Using our new frame, Denmark looks like a productive and humane, but exclusive country-club firm, where Danes take care of Danes with generous subsidiary organizations like social safety nets. North Korea looks like an abusive monopoly that hems in its customers and creates little value for those within.
Successful shopping malls or hotels look like tiny, efficient nations with rules and public services all their own (think of an elevator like a vertical subway!). Some cutting-edge businesses bring social-service environments with gyms, free lectures, healthy food choices, and sub-communities to enhance the lifestyle of their members.
Most firms are in-between. Some governance-firms provide their customers/members with a legal system that protects free speech well but may not protect property.

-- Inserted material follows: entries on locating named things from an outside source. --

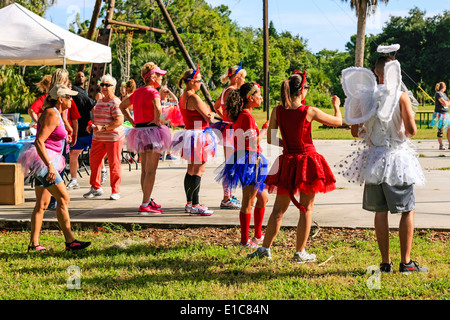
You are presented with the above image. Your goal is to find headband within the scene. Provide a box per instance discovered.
[293,69,306,88]
[228,58,242,78]
[185,63,199,81]
[247,82,261,99]
[142,67,167,80]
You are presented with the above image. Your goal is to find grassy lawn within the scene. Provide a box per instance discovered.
[0,225,450,300]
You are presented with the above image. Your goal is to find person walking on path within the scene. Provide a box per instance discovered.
[341,55,428,273]
[120,62,172,214]
[172,65,219,216]
[211,61,247,209]
[248,71,342,263]
[83,74,125,200]
[216,82,269,248]
[18,85,91,251]
[67,71,96,190]
[430,82,450,150]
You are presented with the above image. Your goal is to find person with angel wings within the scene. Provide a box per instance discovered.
[336,45,428,273]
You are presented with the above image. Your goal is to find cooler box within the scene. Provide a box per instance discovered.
[0,163,25,205]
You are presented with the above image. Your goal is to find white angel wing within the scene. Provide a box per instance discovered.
[377,60,402,121]
[341,67,377,125]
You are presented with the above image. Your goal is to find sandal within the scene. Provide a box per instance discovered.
[27,244,47,252]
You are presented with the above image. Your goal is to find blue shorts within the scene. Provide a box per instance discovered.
[70,134,92,150]
[34,171,64,189]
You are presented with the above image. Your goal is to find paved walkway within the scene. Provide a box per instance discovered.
[0,140,450,230]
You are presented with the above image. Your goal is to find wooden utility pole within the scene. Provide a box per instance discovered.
[78,0,102,72]
[156,0,214,110]
[263,0,270,120]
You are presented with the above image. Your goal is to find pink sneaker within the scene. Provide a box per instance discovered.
[138,204,163,215]
[149,198,161,209]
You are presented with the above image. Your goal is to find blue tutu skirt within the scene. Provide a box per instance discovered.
[430,112,450,130]
[215,150,269,193]
[211,121,234,148]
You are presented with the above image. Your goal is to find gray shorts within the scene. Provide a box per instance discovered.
[363,183,416,213]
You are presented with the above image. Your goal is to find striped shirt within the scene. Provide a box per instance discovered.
[92,97,125,142]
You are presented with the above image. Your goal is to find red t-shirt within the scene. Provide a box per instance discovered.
[129,87,161,123]
[30,94,48,115]
[233,109,262,153]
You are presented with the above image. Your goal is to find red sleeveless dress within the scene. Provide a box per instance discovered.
[265,105,336,208]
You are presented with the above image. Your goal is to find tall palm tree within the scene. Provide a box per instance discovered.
[341,0,389,67]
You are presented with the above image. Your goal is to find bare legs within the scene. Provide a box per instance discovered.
[375,210,414,263]
[30,182,75,246]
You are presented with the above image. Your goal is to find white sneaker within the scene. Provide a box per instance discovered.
[67,179,80,190]
[292,251,316,263]
[109,193,120,200]
[83,187,103,199]
[100,170,107,185]
[189,204,214,216]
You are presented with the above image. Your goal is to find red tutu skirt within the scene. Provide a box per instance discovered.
[266,152,336,210]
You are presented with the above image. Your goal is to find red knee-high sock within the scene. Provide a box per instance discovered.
[239,212,252,244]
[253,207,266,239]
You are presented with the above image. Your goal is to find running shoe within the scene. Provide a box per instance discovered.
[67,179,80,190]
[83,187,103,199]
[230,196,241,206]
[252,235,264,245]
[66,240,91,251]
[399,260,428,274]
[380,262,392,273]
[247,247,272,260]
[109,193,120,200]
[166,154,177,160]
[239,239,258,249]
[149,198,161,209]
[100,170,107,185]
[292,251,316,263]
[220,198,241,209]
[138,205,163,215]
[27,244,47,252]
[189,204,214,216]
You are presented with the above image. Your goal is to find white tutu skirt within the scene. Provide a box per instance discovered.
[17,144,66,177]
[172,127,220,163]
[335,143,425,186]
[126,125,172,153]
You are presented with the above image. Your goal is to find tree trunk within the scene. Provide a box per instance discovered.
[355,4,367,68]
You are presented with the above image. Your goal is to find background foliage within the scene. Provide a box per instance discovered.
[0,0,450,113]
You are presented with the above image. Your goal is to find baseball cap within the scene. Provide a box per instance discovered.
[48,84,78,100]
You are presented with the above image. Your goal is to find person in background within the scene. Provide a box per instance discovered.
[18,85,91,251]
[211,62,247,209]
[120,62,172,215]
[248,71,342,263]
[216,82,269,248]
[172,65,219,216]
[28,74,52,128]
[159,85,179,160]
[67,71,96,190]
[83,74,125,200]
[430,82,450,150]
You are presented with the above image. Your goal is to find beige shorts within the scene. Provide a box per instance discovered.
[363,183,416,213]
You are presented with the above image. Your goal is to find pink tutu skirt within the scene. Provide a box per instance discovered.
[17,144,66,177]
[160,105,184,127]
[126,125,172,153]
[172,127,220,163]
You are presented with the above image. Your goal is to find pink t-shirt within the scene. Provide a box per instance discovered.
[129,87,161,123]
[92,97,125,142]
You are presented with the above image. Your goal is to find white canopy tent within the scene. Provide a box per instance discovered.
[0,3,111,68]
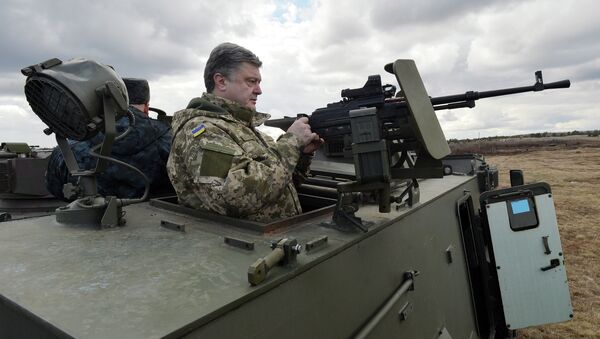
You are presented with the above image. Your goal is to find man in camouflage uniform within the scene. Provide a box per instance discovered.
[46,78,173,199]
[167,43,323,222]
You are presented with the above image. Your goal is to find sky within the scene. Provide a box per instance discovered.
[0,0,600,146]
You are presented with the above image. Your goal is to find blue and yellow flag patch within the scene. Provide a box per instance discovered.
[192,124,206,138]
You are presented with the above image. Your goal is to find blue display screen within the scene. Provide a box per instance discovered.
[510,199,531,214]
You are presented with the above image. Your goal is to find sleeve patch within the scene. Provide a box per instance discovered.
[192,124,206,138]
[200,144,238,178]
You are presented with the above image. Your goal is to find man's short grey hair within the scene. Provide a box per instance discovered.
[204,42,262,93]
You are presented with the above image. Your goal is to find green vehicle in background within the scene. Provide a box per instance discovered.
[0,59,573,338]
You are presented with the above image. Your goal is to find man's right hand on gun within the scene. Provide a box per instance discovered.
[287,117,323,153]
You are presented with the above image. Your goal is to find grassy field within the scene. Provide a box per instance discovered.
[481,143,600,338]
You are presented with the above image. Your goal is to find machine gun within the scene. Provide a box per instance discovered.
[266,60,570,228]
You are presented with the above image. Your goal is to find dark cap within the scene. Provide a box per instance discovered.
[123,78,150,105]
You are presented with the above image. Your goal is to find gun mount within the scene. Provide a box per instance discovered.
[265,60,570,231]
[0,57,573,339]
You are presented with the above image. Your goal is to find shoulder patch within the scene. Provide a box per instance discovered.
[200,144,240,179]
[192,124,206,138]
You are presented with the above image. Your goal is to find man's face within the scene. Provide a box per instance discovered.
[217,62,262,110]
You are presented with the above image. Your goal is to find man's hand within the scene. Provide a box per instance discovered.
[287,117,324,153]
[302,138,325,154]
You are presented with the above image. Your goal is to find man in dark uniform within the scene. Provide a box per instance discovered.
[46,78,173,199]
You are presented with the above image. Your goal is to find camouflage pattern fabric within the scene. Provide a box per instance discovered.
[46,106,173,199]
[167,93,310,222]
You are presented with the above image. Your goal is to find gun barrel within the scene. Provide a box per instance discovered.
[431,80,571,105]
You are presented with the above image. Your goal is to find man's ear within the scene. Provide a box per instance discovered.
[213,73,227,91]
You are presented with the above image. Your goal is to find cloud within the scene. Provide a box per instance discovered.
[0,0,600,144]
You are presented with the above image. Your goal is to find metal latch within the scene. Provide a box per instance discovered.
[248,238,302,286]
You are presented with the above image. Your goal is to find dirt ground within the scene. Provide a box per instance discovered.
[486,146,600,338]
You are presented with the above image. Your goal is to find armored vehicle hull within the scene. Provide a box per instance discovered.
[0,176,487,338]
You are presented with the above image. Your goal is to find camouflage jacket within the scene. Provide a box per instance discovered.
[46,106,173,199]
[167,93,310,222]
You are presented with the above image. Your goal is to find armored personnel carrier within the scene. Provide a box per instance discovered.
[0,59,573,338]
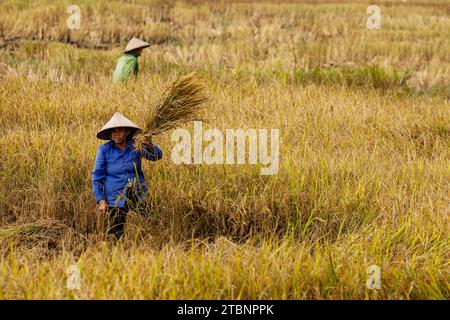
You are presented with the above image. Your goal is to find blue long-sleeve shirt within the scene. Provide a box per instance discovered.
[92,141,162,207]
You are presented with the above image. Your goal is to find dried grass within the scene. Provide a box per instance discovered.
[135,72,208,151]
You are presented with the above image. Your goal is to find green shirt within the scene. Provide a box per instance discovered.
[113,53,139,82]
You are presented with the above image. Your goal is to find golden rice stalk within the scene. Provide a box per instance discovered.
[134,72,208,151]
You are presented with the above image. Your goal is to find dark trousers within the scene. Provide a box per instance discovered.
[107,192,138,239]
[107,207,129,239]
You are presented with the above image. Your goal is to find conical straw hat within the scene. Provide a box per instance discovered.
[97,112,142,140]
[124,37,150,53]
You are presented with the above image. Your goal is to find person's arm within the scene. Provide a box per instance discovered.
[92,147,106,211]
[142,141,162,161]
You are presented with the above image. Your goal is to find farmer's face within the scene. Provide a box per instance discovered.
[111,128,128,144]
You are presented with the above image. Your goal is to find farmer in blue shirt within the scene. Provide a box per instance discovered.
[92,112,162,238]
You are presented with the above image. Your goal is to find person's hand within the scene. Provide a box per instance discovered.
[144,137,153,150]
[98,200,108,214]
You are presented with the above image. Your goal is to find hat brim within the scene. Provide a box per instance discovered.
[97,126,142,140]
[123,44,151,53]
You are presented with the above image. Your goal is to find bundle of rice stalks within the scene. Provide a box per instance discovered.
[134,72,208,151]
[0,219,80,249]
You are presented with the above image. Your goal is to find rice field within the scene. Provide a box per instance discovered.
[0,0,450,299]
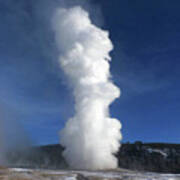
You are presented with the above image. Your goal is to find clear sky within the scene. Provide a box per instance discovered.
[0,0,180,144]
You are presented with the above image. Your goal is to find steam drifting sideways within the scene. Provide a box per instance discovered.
[52,6,121,169]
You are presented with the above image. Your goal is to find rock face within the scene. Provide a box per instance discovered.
[3,142,180,173]
[117,142,180,173]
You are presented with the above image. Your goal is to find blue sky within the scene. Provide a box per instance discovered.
[0,0,180,144]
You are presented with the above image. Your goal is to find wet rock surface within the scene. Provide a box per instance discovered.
[3,142,180,174]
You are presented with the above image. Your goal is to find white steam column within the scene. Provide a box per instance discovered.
[53,7,121,169]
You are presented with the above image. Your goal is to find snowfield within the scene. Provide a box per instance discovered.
[0,168,177,180]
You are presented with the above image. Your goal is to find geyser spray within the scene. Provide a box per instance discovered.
[53,7,121,169]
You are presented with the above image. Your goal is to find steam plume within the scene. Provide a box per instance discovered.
[53,7,121,169]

Others do a great job building parks or roads for their members. Some, looking tragically like an unaccountable Hollywood Villain-firm, do neither.
Thinking of all our organizations as firms helps open our eyes to a world of possibility. What can we borrow from innovative business-firms to bring into governance-firms? If we worry about monopolies in markets, should we worry about monopolies in law and community? Can cities (‘urban firms’) be run like a business? Can schools be run like a fun social club? Can social clubs be run like a good school?
Only by clearing the way for radical social entrepreneurs, can we discover what works. Only through creativity and innovation in every area of human life can we challenge monopolies and build a better world for all.